Ambos acabaram por se exilar e “expuseram em narrativas muito potentes, o histórico sistema de dominação e de poder baseado nas formas de exploração colonial, cuja história esclarece os problemas que persistem até hoje, com ênfase no chamado Sul Global”. Daí a ligação com as temáticas que têm vindo a ser trabalhadas na Antropocénica, sublinha Silvio Cordeiro, que conheceu Zé Celso quando, entre 2000 e 2002, participou na adaptação de Os Sertões, o histórico livro de Euclides da Cunha, pelo Teatro Oficina. “Foi uma experiência transformadora para mim”, afirma.

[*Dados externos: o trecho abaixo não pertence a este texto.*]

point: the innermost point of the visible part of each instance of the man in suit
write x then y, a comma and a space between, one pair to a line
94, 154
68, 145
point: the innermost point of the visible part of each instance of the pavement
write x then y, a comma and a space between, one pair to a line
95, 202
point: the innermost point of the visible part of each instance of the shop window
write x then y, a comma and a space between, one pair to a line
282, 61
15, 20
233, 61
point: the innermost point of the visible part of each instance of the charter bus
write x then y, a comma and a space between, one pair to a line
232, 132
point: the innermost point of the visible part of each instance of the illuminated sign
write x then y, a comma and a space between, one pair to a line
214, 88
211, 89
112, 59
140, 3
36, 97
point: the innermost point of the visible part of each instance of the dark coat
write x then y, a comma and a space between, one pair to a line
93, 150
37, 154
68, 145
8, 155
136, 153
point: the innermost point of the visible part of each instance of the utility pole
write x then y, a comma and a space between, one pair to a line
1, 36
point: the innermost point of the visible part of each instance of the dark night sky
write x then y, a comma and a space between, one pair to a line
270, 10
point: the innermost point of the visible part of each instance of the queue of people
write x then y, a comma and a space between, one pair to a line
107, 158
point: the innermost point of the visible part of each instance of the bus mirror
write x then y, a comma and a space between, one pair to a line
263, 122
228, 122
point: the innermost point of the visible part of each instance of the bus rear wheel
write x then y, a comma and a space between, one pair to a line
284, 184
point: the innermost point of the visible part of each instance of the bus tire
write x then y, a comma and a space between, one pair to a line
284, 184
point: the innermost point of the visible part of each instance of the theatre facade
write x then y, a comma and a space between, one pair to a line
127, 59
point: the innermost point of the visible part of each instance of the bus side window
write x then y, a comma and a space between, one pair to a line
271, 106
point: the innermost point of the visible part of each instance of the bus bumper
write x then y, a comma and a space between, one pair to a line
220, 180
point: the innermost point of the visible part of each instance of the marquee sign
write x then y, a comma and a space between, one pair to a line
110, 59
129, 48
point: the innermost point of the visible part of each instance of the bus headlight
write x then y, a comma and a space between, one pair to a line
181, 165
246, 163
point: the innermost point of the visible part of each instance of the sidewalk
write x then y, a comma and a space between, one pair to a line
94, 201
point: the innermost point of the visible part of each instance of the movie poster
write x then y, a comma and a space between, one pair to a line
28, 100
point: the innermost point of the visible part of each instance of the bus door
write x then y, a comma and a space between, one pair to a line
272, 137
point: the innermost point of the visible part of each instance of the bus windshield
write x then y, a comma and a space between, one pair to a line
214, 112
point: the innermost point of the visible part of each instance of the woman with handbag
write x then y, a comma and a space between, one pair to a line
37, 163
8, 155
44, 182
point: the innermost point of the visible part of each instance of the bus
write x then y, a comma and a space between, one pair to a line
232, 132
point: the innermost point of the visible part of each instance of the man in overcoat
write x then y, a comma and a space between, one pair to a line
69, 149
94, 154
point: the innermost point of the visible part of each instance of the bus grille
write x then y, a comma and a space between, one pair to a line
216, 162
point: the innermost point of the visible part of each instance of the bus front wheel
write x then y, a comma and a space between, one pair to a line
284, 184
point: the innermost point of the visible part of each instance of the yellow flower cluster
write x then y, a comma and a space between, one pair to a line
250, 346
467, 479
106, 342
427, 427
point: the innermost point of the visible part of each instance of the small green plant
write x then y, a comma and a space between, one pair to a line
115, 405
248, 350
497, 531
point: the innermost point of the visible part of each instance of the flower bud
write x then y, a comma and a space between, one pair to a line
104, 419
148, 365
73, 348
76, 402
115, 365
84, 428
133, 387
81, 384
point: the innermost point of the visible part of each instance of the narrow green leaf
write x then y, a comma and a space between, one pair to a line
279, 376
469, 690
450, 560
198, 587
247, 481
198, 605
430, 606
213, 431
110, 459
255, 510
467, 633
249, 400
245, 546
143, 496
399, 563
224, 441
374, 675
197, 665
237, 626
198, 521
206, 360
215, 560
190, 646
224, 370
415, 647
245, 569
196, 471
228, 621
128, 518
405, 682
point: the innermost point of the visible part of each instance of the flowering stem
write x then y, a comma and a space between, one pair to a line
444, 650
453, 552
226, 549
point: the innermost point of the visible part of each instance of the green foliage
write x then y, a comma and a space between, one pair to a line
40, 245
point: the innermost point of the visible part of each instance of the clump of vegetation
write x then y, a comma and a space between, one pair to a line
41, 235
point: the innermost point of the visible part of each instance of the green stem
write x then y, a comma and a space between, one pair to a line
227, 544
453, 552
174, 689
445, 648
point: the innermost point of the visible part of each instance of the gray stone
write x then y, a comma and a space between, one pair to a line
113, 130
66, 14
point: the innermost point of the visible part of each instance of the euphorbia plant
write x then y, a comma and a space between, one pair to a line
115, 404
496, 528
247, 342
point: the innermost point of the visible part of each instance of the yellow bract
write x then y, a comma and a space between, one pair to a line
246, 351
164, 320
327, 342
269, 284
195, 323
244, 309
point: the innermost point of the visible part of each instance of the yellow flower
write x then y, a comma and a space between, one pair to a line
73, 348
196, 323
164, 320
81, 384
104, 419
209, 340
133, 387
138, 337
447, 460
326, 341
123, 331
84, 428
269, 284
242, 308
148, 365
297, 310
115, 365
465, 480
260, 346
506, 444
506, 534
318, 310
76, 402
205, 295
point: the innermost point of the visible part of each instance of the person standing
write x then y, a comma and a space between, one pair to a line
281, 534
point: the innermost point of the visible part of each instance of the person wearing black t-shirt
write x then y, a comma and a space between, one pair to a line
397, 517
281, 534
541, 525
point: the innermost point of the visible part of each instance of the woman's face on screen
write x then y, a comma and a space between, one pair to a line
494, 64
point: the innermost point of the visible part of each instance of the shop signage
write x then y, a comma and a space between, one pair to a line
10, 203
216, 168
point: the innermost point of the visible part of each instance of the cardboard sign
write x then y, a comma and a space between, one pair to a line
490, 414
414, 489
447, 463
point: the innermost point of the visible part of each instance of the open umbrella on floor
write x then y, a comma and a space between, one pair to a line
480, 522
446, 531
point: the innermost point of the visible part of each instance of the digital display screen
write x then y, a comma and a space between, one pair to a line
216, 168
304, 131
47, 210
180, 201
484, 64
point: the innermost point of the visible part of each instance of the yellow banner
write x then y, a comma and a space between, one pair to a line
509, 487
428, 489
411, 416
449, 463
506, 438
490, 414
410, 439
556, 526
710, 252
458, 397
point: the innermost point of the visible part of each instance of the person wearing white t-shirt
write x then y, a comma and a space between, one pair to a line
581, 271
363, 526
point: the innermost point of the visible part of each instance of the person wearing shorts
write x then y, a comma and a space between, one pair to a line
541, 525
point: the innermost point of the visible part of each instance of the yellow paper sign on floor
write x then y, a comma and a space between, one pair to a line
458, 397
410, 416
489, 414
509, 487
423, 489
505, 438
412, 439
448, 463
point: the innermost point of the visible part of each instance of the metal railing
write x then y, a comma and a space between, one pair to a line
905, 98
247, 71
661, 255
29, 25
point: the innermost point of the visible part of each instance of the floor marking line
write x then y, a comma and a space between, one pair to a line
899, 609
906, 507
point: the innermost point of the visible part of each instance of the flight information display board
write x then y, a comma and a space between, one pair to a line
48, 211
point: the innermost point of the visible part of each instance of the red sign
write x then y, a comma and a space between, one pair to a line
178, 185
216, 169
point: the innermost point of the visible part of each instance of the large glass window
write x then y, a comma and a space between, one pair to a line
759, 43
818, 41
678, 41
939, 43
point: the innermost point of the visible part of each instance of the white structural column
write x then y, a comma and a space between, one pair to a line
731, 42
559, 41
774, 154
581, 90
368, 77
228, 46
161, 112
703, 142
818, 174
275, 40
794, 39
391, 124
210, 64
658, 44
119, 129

Os Sertões continuam a ser relevantes para os debates de hoje, tal como os filmes de Glauber Rocha Deus e o Diabo na Terra do Sol, Terra em Transe, ou A Idade da Terra. “Toda a crítica que elaboramos durante a trienal Antropocénica está representada de diversos modos nestas obras: o Antropoceno como uma época de produção de ruínas, a exploração colonial, a escravatura, o extractivismo, o patriarcado, são questões centrais para nós”, diz Silvio Cordeiro.
Em 2024, no seu terceiro ano de existência, a Antropocénica apresenta como tema Terra: Resistência e Reexistência e, tendo o seu centro em Cabo Verde, pretende ligar algumas efemérides “como horizonte simbólico e reflexivo”: para além da Revolução dos Cravos de 1974, também o centenário do nascimento de Amílcar Cabral, em 1924, a independência da Guiné-Bissau (1973-74) e os 530 anos do Tratado de Tordesilhas, de 1494.
“Zé Celso não gostava muito do termo ‘resistir’ porque, para ele, apenas resistir era insuficiente, era algo paralisador”, explica Silvio Cordeiro. “Ele falava mais em ‘reexistir’, porque isso já eleva a potência para se transformar aquilo que precisa mudar. A ideia de reexistir traz outra energia, aponta outro engajamento e coloca o ser humano no limite da decisão: ou assume isso, a luta para transformar (e a resistência é uma força necessária), ou morre.”